При всех ужасах угнетения, эксплуатации, репрессий и прочих кошмарах Ташкент был воистину центром культуры. Как это ни странно, сюда приезжали великие люди, гениальные люди, знаменитые на весь мир люди со всех концов… даже не страны, а мира. Остается только гадать, что заставляло их ехать в ненавистный Советский Союз, оплот несвободы.
Остается только гадать, что заставляло жителей Ташкента расхватывать билеты, толкаться в очередях, заполнять проходы театральных и концертных залов, стоя смотреть весь концерт. Наверное, страх перед властями. Скоро напишут, что в театры сгоняли под дулами автоматов. И хуже всего, в это поверят.
Я до конца жизни буду счастлива, что собственными ушами слышала великих скрипачей Айзека Стерна, Давида Ойстраха, Бориса Гольдштейна, Эдуарда Грача. Беллу Давидович, мировую исполнительницу Шопена. Бенни Гудмана. Подумать только, где я и где Гудман. Слышала! Марино Марини слышала! Леокадию Масленникову. Боже, как она пела…
И Сергея Лемешева. И удивительное колоратурное сопрано Аллу Соленкову. Голос абсолютно немыслимой высоты. Когда она пела «Соловей» Алябьева, я всегда боялась, что голос у нее сорвется. Не срывался. И мрачные диковатые песни Имы Сумак. И оперные спектакли Большого в театре Навои. Я видела танцы Галии Измайловой и Бернары Кариевой. И видела, как дирижирует Вероника Дударова. И чего еще я только не видела и не слышала!
И да, я слышала знаменитый орган Ташкентской консерватории. Он был не в нынешнем, изуродованном новациями здании, а в том, старом. Прекрасном. Играл великий органист Гарри Гродберг.

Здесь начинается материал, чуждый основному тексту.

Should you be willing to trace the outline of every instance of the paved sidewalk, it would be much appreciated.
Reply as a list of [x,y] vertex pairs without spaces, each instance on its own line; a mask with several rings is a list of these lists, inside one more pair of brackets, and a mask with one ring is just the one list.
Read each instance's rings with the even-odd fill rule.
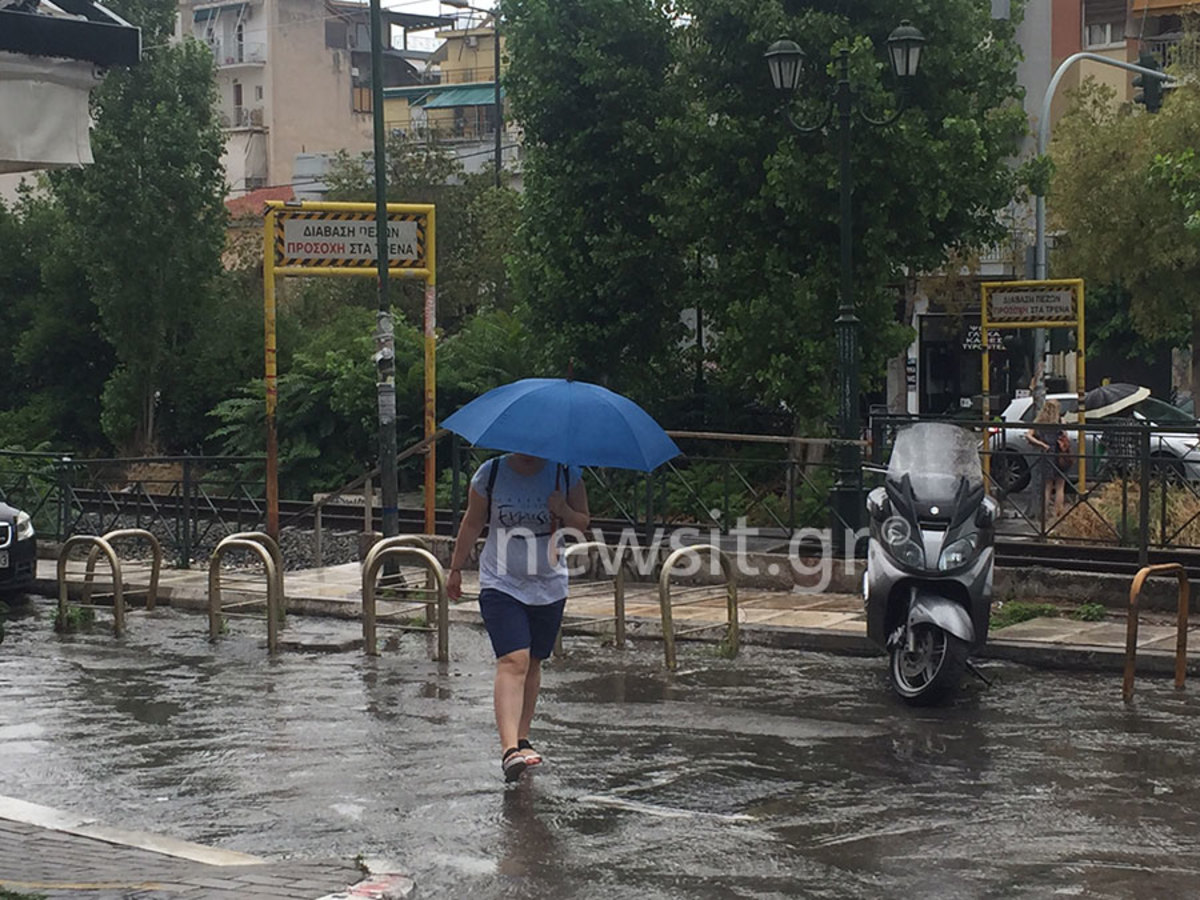
[[315,900],[362,880],[353,860],[269,862],[0,797],[0,888],[18,894]]
[[[123,563],[126,592],[143,590],[149,580],[148,566],[130,561]],[[424,573],[403,568],[408,583],[424,583]],[[68,564],[72,589],[82,581],[82,562]],[[104,574],[104,567],[100,567]],[[41,593],[56,595],[55,567],[39,560],[38,579]],[[106,588],[97,585],[97,590]],[[464,572],[464,602],[452,603],[450,621],[479,624],[478,607],[471,602],[478,592],[478,576]],[[240,612],[261,611],[265,598],[261,569],[230,572],[222,581],[222,599],[236,604]],[[290,613],[361,619],[362,570],[358,563],[287,572],[284,593]],[[382,594],[382,592],[381,592]],[[200,569],[163,569],[159,580],[159,603],[172,607],[203,611],[207,609],[208,574]],[[1022,598],[1038,601],[1039,598]],[[132,605],[142,602],[135,593]],[[727,603],[722,585],[678,585],[671,589],[672,618],[675,631],[689,631],[697,640],[719,641],[728,623]],[[613,587],[611,581],[575,580],[567,603],[564,628],[595,633],[612,632]],[[1120,671],[1125,661],[1123,613],[1111,612],[1102,621],[1079,621],[1066,615],[1040,617],[1002,629],[993,629],[987,646],[980,654],[1031,666]],[[380,633],[386,632],[389,619],[412,620],[425,615],[423,599],[380,599],[377,618]],[[101,616],[105,615],[103,612]],[[662,611],[657,584],[627,582],[625,615],[629,637],[661,638]],[[815,593],[739,587],[738,622],[745,644],[797,650],[875,654],[877,649],[866,637],[866,616],[862,598],[856,594]],[[206,624],[199,627],[207,627]],[[1195,662],[1189,671],[1200,672],[1200,649],[1196,632],[1200,617],[1193,616],[1189,626],[1189,646]],[[287,649],[286,632],[281,637]],[[1139,673],[1170,673],[1174,670],[1176,624],[1174,614],[1144,611],[1138,629]],[[306,649],[312,649],[305,644]],[[323,649],[361,649],[343,644]]]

Что заставляло тогда весь Ташкент собираться в театрах Навои, Свердлова, консерватории и киноконцертном зале ОДО, ныне недоступном и тоже опошленном так называемыми реставраторами?
Наверное, любовь к искусству. Истинному.
Тогда мне было совсем хорошо. Дружила я с дочерью директора ОДО. Ну и водила она меня на все концерты. Бесплатно!
А билеты в консерваторию стоили копейки. Да и в театр Навои тоже не тысячи. Мама помогала достать билеты на самые дефицитные концерты. А на некоторые, самые-самые, поклонники покупали стоячие билеты, и ничего. Зато что только мы не видели и не слышали.
Чудеса продолжались, даже когда я приехала в Москву. Ребенок маленький, куда-то подальше не выберешься, Дворца культуры тогда еще не было, приезжие знаменитости давали концерты в кинотеатре «Эра», ныне несуществующем. Там теперь поселился театр «Ведогонь». Заметьте, никто ничего не рушил, никто ничего не перекупал. Отдали театру. Билеты распространялись по предприятиям. Тогда я уже обзавелась связями в смысле культуры, и только потому удалось достать билеты на концерты Райкина и Магомаева. Зал небольшой, кулис в полном смысле слова не было, а сидела я так, что видела, как Райкину меняют мокрые от пота сорочки после каждого номера. Это вам не нынешние петросяны.